L’OTAN prolonge sa mission en Libye: la tentation d’une intervention au sol

L’OTAN prolonge sa mission en Libye: la tentation d’une intervention au sol

Yassin Temlali, Maghreb Emergent, 01 Juin 2011

En prolongeant de trois mois supplémentaires sa « mission militaire en Libye », l’Alliance atlantique admet tacitement l’enlisement du conflit. En dépit de la destruction d’une partie considérable du potentiel des troupes du colonel Kadhafi, le rapport de forces militaire n’a pas sensiblement évolué en faveur des insurgés. L’usage par les coalisés de moyens de guerre autres que l’aviation se confirme de jour en jour. « The Guardian » a révélé aujourd’hui qu’à Misrata, l’OTAN employait des vétérans des forces spéciales britanniques dans des missions de renseignements.

Le Conseil de l’Atlantique-Nord (CAN), l’instance dirigeante de l’OTAN, réuni mercredi à Bruxelles au niveau des ambassadeurs des Etats-membres, a décidé de prolonger de trois mois supplémentaires la durée de son intervention en Libye, rapportent des agences de presse citant un communiqué du secrétaire général de l’Alliance.

Anders Fogh Rasmussen a estimé que par cette décision, l’OTAN signifiait au gouvernement libyen sa détermination à « remplir le mandat des Nations unies » et adressait au peuple libyen un message de soutien et de solidarité. « Nous sommes unis pour vous assurer que vous pourrez bâtir votre propre avenir.

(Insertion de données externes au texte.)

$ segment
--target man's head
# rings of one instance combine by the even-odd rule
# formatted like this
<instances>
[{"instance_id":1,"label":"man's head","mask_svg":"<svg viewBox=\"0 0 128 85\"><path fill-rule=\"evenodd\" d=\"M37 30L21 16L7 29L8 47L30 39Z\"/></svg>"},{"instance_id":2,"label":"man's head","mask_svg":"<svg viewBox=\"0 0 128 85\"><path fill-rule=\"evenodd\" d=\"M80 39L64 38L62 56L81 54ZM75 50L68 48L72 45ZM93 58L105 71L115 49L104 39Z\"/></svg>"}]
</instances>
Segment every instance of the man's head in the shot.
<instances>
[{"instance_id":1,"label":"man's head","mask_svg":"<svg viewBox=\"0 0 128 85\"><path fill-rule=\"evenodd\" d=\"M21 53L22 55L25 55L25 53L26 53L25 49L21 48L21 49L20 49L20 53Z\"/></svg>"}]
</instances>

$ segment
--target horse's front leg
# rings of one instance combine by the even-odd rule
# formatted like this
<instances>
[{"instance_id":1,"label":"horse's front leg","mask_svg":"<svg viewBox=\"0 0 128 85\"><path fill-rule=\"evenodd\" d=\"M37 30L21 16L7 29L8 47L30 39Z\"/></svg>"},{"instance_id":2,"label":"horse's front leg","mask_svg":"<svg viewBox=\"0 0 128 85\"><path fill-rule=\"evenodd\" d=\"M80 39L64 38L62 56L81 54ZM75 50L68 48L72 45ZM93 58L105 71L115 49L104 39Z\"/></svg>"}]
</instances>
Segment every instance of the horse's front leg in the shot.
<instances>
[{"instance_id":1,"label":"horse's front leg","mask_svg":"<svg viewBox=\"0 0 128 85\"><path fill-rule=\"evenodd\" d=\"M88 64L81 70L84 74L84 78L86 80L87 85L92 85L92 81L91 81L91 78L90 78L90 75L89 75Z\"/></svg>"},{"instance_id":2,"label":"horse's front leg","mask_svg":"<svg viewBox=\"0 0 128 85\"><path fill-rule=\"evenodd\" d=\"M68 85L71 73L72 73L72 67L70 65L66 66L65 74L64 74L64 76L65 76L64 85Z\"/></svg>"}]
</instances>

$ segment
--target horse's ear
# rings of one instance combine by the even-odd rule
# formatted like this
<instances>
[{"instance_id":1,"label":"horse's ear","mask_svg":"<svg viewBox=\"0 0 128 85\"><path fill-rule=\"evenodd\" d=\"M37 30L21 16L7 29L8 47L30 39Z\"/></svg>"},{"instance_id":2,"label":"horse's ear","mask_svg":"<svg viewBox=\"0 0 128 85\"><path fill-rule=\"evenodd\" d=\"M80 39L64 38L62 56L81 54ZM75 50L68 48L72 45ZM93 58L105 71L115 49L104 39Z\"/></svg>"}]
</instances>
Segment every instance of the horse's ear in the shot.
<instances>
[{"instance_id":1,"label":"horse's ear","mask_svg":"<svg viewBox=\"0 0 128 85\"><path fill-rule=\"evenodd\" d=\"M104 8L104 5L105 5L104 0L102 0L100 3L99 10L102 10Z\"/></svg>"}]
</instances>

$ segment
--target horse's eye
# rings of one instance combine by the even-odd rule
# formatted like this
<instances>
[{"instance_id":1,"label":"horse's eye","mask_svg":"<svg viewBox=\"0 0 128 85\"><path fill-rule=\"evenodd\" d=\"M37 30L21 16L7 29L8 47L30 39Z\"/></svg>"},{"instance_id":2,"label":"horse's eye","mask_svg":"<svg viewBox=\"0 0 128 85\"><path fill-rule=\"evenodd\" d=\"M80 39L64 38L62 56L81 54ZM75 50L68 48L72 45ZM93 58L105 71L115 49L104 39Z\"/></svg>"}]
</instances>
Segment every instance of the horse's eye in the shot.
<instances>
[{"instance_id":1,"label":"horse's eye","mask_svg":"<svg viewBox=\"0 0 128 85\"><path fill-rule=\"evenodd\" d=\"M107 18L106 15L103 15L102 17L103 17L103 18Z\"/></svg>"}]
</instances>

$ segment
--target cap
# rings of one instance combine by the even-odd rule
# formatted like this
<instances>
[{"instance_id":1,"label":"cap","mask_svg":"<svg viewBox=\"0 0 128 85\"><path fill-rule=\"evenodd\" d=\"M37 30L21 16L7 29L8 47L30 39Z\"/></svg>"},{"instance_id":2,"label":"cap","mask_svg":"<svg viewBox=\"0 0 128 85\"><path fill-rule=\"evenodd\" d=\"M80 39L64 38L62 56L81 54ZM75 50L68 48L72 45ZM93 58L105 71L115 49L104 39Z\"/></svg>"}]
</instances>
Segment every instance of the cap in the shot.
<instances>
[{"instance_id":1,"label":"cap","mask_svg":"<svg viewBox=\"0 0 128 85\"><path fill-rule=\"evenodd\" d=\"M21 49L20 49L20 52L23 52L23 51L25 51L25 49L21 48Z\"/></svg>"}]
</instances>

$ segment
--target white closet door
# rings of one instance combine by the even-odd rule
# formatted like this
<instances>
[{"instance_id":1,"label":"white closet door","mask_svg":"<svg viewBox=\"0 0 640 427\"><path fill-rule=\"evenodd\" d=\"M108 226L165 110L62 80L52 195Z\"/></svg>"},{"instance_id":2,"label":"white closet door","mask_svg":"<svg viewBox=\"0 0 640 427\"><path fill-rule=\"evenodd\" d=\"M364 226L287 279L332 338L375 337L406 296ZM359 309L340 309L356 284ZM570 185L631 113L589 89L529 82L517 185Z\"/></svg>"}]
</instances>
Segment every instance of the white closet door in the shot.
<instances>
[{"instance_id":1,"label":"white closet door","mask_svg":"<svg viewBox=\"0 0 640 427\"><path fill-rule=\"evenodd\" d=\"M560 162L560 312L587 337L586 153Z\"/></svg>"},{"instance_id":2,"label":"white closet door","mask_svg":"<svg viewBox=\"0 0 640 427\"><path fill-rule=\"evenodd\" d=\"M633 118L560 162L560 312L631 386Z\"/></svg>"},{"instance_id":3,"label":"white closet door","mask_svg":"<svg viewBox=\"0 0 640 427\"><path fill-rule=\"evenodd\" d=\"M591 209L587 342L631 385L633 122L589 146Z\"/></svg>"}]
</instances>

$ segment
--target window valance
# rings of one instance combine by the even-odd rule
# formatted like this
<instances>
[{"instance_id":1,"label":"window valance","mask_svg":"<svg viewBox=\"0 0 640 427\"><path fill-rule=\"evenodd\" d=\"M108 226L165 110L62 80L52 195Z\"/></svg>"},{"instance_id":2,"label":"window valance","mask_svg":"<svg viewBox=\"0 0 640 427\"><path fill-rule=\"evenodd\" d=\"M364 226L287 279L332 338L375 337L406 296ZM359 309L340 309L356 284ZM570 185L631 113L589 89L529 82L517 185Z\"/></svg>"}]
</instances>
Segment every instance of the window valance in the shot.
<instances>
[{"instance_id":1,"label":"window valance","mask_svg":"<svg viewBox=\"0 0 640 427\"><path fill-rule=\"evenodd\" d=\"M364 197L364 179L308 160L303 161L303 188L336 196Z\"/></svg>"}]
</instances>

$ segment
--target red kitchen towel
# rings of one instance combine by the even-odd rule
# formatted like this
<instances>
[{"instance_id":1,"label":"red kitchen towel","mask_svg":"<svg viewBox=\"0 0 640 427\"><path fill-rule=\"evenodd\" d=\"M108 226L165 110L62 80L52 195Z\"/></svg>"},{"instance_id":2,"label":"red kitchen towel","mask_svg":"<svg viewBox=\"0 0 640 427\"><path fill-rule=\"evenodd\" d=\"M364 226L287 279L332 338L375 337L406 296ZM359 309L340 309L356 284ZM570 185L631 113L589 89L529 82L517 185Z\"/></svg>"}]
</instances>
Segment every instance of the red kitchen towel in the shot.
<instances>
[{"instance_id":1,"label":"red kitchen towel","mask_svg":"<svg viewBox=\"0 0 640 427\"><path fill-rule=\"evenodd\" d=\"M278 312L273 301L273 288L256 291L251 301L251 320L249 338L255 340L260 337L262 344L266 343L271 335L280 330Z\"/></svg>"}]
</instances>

Et ce jour se rapproche », a-t-il conclu son adresse aux Libyens.

La prorogation de la mission atlantique en Libye est un aveu tacite de ce que deux mois et demi d’intenses bombardements des positions des forces gouvernementales et des infrastructures civiles e militaires libyennes se sont avérés insuffisants pour accélérer l’avancée de la rébellion vers Tripoli et convaincre Mouammar kadhafi de renoncer au pouvoir.

De retour de Tripoli où il avait rencontré le dirigeant libyen, le président sud-africain Jacob Zuma a déclaré hier que celui était bien disposé à appliquer la feuille de route de l’Union africaine (un cessez-le-feu suivi d’une période de transition conduisant à des élections) mais qu’il n’était pas pour autant prêt à quitter la Libye.

Comme au début du conflit, les autorités libyennes agitent la peur d’une guerre civile ravageuse si le vieux chef d’Etat abdique. « Un départ de [Kadhafi] est le pire scénario […] S’il disparaît, la soupape de sécurité disparaîtra », a mis en garde le porte-parole du gouvernement, Moussa Ibrahim, commentant un appel au dirigeant libyen à démissionner, lancé hier depuis Benghazi par le chef de la diplomatie italienne, Franco Frattini.

Des vétérans des forces spéciales britanniques à Misrata

L’intervention de l’OTAN en Libye a franchi un nouveau cap avec l’annonce du déploiement d’hélicoptères dans le ciel libyen présenté par Alain Juppé, le ministre français des Affaires étrangères, le 23 mai comme « entrant exactement » dans le cadre de la résolution 1973 du Conseil de sécurité de l’ONU. Elle en a franchi un autre avec la confirmation de l’emploi sur le sol libyen de troupes terrestres, britanniques et françaises.

Citant des sources militaires, « The Guardian » a révélé aujourd’hui que des vétérans des forces spéciales britanniques, engagés par des sociétés de sécurité privées, sont présents à Misrata, à l’ouest de la Libye. Ils conseillent les rebelles et fournissent des informations à l’OTAN, ajoute le quotidien, précisant qu’ils font parvenir au commandement de l’Alliance des renseignements sur la localisation et les mouvements des troupes gouvernementales.

Sans avoir jamais été démentie, la presse française a évoqué à plusieurs reprises la mobilisation d’homme des troupes spéciales françaises aux côtés de l’insurrection. Le 23 mai, « Le Figaro » a rappelé qu’ils avaient été dépêchés en Libye « dès le début di conflit » et a énuméré leurs missions : repérage des cibles et guidage des chasseurs et, bientôt, des hélicoptères qui ne devraient pas tarder à entrer en action.